Antídoto? Quem sabe a inspiração, a motivação suscitada pelos olhos até que se possa chegar a uma conclusão neural? Talvez a solução seja indicar mais um filme, dentre tantos que já indiquei. Mas não é só mais um filme, é um filme deslumbrante, um curta-metragem que vale por um longa: Alumbramentos, o curta premiado de Laine Milan. Assisti duas vezes em uma emissora pública, e duas vezes fiquei alumbrado. São só 20 minutos, mas são 20 minutos parabólicos. Contém o mesmo poder das parábolas escandalosas de Jesus, provoca a mesma reação de vergonha e desconforto que as estorietas de Jesus provocavam. Vergonha e desconforto por não ser aquele menino deslumbrado e apaixonado pelas palavras, por um simples dicionário.
Alumbramentos é ambientado numa comunidade da Ilha de Santa Catarina lá pela década de 40. O roteiro é baseado no conto "A sobrinha da senhora Dodsworth", do escritor catarinense Jair Francisco Hamms.
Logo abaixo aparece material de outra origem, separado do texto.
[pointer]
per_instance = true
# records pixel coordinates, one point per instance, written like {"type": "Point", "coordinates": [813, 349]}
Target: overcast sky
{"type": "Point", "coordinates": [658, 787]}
Nele, um menino, Francisco, apaixona-se pelas palavras e descobre o mesmo mundo descoberto por Jorge Luis Borges quando, por suas andanças pelos labirintos de palavras e idéias, descobre a sua biblioteca imaginária, o seu livro universal.
O filme teve sua primeira exibição pública durante o 30° Festival de Gramado, sendo que também foi selecionado para o Festival Internacional de Curtas Metragens de São Paulo, Jornada Internacional de Cinema da Bahia, III Festival Latino-Americano de Cine Video e TV de Campo Grande, além do Festival do Rio BR.
Francisco é a metáfora de todos nós, o arquétipo daqueles que desenterram um tesouro escondido onde jamais homem algum pôde achar com a picareta de terceiros. Esse menino consegue unir o tesão sexual pelas palavras, da mesma forma que um adolescente deseja sua primeira namorada, com a reverência religiosa pelas mesmas palavras, exatamente como um beato que reconhece o seu objeto de adoração. Junta numa mesma experiência transcendental o profano e o sagrado, a sexualidade e a religiosidade que emanam das palavras-idéias. Para cada coisa uma palavra, para cada palavra uma coisa. É o logos originário, o engedramento de um universo no ventre de um menino.
Pelo menos se a minha prosa não convence, que o filme interceda por nossa ignorância; tenho certeza que ele cutucará corações e mentes. Se pelo menos não entenderem o que escrevi, que entendam a alma dicionarizada do Chico, os olhos encantados daquele moleque sem pudor com os verbetes.
Enfim, todo texto, toda palavra põe diante de nós um enigma que precisa ser decifrado. Mas também todo conhecimento adquirido por esses mesmos textos e palavras pode nos oferecer uma senda fascinante, de modo que o alumbramento seja nosso companheiro de viagem.
Em vez de escolher a morte da cumbuca, em vez de optar pela insistente e teimosa obsessão pelos textos e palavras fáceis, se é que isso existe, pois depende mais do tipo de leitor do que do tipo de texto, façamos a escolha pelo prazer da leitura.
Diante disso, não me resta outra coisa senão dizer-lhe meu caro leitor, ainda que com uma ponta de receio: “Decifra-me, ou devoro-te”.
06/2003

2 comentários:

Áquila disse...
Este comentário foi removido pelo autor.
Áquila disse...

É prof! Eu também sempre tive uma certa aversão por 'textos difíceis'... Mas, acabei descobrindo que os textos não são 'complicados'. Complicado mesmo é a falta de conhecimento! E o pior de tudo, é que realmente só pode ser pura 'preguiça'!!! Até na Internet já temos vários dicionários (muito bons por sinal!), é só digitar a palavrinha e pronto! Já temos o significado! Mas prometo, vou me corrigir!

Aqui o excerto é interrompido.